April 5, 2011
When someone we love very much dies, it can feel like we have no ground beneath our feet. We are catapulted into a vast emptiness, away from the world we knew. We are freefalling, and we have no idea where, when, and how hard we are going to land. This state of radical upheaval has been described as having “the rug pulled out from under us.”
In the opening line of “A Grief Observed,” C.S. Lewis boldly says, “No one ever told me how much grief resembles fear.” When Jenny died, I experienced moments of sheer terror. It was as if one of the poles of the earth had shifted and the whole planet was thrown off its access. My center of gravity was gone and I could not find my footing. I had done enough mindfulness meditation practice to be able to shake my head in wonderment at my predicament. I had not realized how thoroughly I had invested Jenny as being the ground of my existence.
I subscribed to the school of parenting that said a daughter should not have to parent her mother. As a single mom for many years, I often had to fight the urge to confide in my kids, to lean on them for emotional support when I was worried or hurt. Not a natural disciplinarian, it took all my will sometimes to let my “no mean no.” I wanted my daughters to be able to rest in the safety of the loving limits I set for them. I wanted them to know they could rely on me to be the grownup.
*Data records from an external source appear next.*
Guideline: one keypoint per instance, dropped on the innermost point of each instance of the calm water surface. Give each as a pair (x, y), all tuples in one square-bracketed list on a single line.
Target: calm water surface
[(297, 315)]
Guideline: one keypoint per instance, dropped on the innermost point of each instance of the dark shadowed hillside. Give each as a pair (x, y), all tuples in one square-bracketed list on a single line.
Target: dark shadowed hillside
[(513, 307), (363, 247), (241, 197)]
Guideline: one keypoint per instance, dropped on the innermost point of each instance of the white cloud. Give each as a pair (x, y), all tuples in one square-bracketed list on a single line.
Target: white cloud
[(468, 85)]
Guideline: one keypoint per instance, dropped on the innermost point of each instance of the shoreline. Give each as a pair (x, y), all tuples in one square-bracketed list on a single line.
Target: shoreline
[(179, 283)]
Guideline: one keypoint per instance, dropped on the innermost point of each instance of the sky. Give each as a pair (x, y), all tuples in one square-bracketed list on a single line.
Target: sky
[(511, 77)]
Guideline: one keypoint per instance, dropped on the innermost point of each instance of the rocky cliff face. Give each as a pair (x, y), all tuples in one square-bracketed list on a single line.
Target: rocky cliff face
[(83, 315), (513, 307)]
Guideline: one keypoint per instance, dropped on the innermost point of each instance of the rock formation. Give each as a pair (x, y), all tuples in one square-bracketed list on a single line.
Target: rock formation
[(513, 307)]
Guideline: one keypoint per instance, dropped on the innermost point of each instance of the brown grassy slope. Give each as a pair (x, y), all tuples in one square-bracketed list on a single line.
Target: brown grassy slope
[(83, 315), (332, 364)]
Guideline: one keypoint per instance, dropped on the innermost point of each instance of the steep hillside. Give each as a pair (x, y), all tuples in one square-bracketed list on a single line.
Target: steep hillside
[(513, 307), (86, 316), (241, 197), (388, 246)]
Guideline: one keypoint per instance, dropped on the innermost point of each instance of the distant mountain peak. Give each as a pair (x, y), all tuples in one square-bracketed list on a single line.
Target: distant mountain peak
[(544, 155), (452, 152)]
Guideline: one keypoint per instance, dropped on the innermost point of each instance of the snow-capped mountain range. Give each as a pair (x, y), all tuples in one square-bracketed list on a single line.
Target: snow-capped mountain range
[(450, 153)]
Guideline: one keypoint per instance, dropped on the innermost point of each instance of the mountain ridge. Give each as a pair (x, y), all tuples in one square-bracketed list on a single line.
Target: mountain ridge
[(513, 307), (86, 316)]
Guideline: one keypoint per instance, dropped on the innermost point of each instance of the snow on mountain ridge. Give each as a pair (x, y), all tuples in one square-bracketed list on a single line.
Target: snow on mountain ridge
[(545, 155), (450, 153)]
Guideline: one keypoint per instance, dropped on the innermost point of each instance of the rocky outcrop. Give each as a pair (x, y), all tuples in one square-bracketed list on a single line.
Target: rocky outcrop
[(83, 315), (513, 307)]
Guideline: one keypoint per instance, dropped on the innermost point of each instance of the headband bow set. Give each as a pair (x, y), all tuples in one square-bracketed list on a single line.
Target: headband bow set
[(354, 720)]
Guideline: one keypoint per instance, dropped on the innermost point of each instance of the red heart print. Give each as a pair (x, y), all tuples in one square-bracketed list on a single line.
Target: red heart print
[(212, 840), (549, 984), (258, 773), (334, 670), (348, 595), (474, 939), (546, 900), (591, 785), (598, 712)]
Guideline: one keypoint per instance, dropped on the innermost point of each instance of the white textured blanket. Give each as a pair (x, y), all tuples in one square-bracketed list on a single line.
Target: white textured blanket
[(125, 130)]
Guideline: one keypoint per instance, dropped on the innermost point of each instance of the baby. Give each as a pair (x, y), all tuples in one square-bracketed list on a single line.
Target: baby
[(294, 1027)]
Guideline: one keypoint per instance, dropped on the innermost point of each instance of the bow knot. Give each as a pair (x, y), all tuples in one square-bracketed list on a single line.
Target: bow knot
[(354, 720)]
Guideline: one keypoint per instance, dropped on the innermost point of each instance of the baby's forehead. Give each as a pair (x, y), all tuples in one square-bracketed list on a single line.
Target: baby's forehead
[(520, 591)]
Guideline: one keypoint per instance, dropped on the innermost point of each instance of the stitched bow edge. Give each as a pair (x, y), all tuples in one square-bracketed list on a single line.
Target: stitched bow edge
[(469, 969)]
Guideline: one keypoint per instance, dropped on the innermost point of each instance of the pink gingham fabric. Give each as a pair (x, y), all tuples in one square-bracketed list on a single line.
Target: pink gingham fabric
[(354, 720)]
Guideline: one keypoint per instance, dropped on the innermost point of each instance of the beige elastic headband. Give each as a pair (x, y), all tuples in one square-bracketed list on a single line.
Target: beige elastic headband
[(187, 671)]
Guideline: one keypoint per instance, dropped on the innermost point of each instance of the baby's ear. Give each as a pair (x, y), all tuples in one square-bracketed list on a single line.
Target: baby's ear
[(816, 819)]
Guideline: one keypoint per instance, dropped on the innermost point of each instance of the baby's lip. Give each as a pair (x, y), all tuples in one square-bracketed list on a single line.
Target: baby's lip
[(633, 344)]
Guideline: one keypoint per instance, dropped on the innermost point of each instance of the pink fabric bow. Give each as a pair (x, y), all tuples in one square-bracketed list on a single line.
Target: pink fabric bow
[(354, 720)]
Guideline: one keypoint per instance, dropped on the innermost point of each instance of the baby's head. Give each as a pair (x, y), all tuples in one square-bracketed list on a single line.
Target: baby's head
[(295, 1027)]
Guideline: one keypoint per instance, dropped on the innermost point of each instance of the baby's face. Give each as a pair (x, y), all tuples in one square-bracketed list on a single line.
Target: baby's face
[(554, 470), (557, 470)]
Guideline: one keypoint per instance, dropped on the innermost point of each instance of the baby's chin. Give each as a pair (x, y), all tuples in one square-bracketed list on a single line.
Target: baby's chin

Ha. The abandonment I felt when Jenny died unraveled the illusion that I was some kind of benevolent boss in charge of my children’s lives. I quickly realized how emotionally enmeshed Jenny and I had been, and how psychologically dependent I was on her. Jenny made me feel grounded and whole. No matter how turbulent her adolescence became, there was this unshakable bond between us, and Jenny was still the person I most wanted to hang out with. When I was with Jenny, I let down. I was home. When she was gone, it felt like there was no safe place in the universe.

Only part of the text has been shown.